There's a bunch of different ways around this but i don't want to touch the original manifest if possible or rename it or anything like that, just in case something goes wrong..

raecasey commented 4 years ago

thanks for explaining that to me. all makes sense and sounds good. merge away.

would you be in favour now of including whole file manifests supplied by vendor to be included in the sips? i don't mind, i just don;t thin kit is being done in the current ballymun spav workflow

kieranjol commented 4 years ago

thanks for explaining that to me. all makes sense and sounds good. merge away.

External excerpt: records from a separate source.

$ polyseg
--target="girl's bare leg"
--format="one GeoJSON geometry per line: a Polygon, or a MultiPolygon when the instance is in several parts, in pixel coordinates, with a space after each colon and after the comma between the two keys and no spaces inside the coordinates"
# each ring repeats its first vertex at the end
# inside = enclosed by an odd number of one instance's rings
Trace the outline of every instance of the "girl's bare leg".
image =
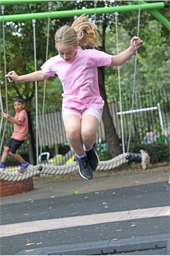
{"type": "Polygon", "coordinates": [[[65,118],[64,125],[68,142],[77,156],[83,156],[84,150],[81,136],[81,118],[77,115],[68,115],[65,118]]]}
{"type": "Polygon", "coordinates": [[[8,156],[9,154],[9,152],[10,152],[10,148],[8,148],[8,147],[4,146],[4,151],[3,152],[1,159],[1,162],[4,162],[4,163],[6,161],[6,158],[8,157],[8,156]]]}
{"type": "Polygon", "coordinates": [[[10,155],[12,156],[13,158],[15,158],[15,159],[17,160],[20,163],[22,163],[24,161],[24,159],[22,157],[22,156],[17,153],[14,154],[10,152],[10,155]]]}
{"type": "Polygon", "coordinates": [[[87,115],[82,117],[81,136],[82,142],[84,145],[86,150],[92,148],[96,140],[98,127],[98,122],[95,116],[87,115]]]}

would you be in favour now of including whole file manifests supplied by vendor to be included in the sips? i don't mind, i just don;t thin kit is being done in the current ballymun spav workflow

Cheers for the review - as for the checksums - I think that as long as we can verify that the checksums in the sip match up to the vendor one then we're grand. I think i may have a script that does this already. Maybe going forward we should add them in as -supplements? Could be handy to have the info - also i think if they were in supplements - it would probably be easier to verifiy that the sip checksum for the video file is the same in the vendor manifest? It's probably a good idea to shove it in there, main concern is consistency for this project - we'd be changing it up, but I think -supplement is generally under the radar and doesn't effect stuff much.

Sorry for the long winded response but i think in summation - maybe we should put them in?